Die Vorgabe betrifft konkret 108 Grossunternehmen mit Börsennotierung und voller Mitbestimmung, die den Frauenanteil in ihren Aufsichtsräten ab 2016 sukzessive auf 30 Prozent aufstocken müssen. Findet ein solches Unternehmen für einen frei werdenden Posten im Aufsichtsrat keine Frau, bleibt der Stuhl zur Strafe unbesetzt.

«Dort präsent sein, wo entschieden wird»

Mittelgrosse Unternehmen müssen flexible eigene Zielvorgaben für die Postenvergabe an Frauen in Spitzenpositionen aufstellen und veröffentlichen. Auch öffentliche Unternehmen müssen ab 2016 eine Frauenquote von 30 Prozent in Aufsichtsräten einhalten.

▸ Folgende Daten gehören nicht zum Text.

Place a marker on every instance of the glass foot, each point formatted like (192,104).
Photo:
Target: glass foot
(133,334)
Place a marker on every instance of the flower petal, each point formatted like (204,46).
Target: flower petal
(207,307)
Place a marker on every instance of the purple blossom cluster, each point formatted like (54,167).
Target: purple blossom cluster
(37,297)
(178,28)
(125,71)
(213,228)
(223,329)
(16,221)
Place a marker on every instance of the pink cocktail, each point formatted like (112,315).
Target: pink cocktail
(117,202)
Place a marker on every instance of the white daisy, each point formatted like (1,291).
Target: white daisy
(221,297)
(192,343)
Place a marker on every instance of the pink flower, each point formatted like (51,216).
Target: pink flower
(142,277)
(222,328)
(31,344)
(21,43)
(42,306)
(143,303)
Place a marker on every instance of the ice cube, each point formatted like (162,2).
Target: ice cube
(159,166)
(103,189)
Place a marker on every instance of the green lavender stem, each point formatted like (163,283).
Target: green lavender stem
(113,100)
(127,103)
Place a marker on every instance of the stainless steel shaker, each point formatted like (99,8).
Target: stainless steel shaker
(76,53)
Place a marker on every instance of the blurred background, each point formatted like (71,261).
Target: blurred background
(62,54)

«Frauen müssen dort, wo über Lohn und Arbeitsbedingungen entschieden wird, präsent sein», sie müssten an der Spitze der Unternehmen stehen, sagte Schwesig. Das Gesetz werde sich nicht nur auf die Führungsetagen grosser Unternehmen auswirken, sondern «ganz konkret vor Ort für die Frauen» Wirkung zeigen, betonte die Ministerin mit Verweis auf «Millionen von Frauen», die in den grossen Unternehmen mit der festen Quote und in den mittleren Unternehmen arbeiten.